According to statistics provided by the Secret Service, there are more than $147 million in counterfeit bills in circulation in the nation today.
“They can be ones, fives, 10s, 30s, 50s and 100 dollar bills,” said Lenhart. “In January of this year marks the first time we can make an arrest for counterfeiting. This is a big deal for local law enforcement.”
Lenhart encourages anyone who thinks they have a counterfeit bill to turn it into the sheriff’s office or other police departments in the county.
“If you think you have a counterfeit bill, don’t touch it more than necessary to protect DNA and fingerprints on it. Put it in a plastic baggie and seal it. Write down the description of the person you received the bill from. Also, if you’ve seen the vehicle they were driving, write that down also.”
Call or take the bill to the sheriff’s office or police department, he said.
“Report it to law enforcement,” said Lenhart. “And maybe we can prevent this from happening to another person.”
Lenhart said there are different ways to tell if a bill is counterfeit or not.
The color and ink in the bill isn’t correct, he said.
“New money has blue and red threads in it,” he said. “If the borders are blurry, the bill might be counterfeit.
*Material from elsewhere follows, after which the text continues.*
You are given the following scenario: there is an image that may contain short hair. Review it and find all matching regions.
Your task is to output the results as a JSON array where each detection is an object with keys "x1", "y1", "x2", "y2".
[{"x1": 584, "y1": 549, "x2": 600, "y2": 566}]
If the person’t face on the bill is blurry, it might be counterfeit.”
The feel of the counterfeit bill will be different than a legal bill.
“If you’re a business person, you should regularly train your employees what to look for in a counterfeit bill,” said Lenhart. “You can buy marking pens at the store ant that will tell you if the bill is counterfeit.
“There are also machines you can buy for $200 which will tell you if the bill is counterfeit,” he said. “If you receive a bill and when you look at it, the bill doesn’t look right, ask the retailer or teller to give you another bill.”
The last person with the counterfeit bill, is out the dollar amount on the bill, he said.
President Abraham Lincoln formed the Secret Service to deal with counterfeiting. At the time of his presidency one of three bills in circulation were counterfeit. Allan Pinkerton was the first director.
“After President Lincoln created the Secret Service, he was assassinated that night at the Ford Theater,” said Lenhart.
The writer conducts a weekly interview to update readers with news from the Shelby County Sheriff’s Office, 555 Gearhart Road, Sidney.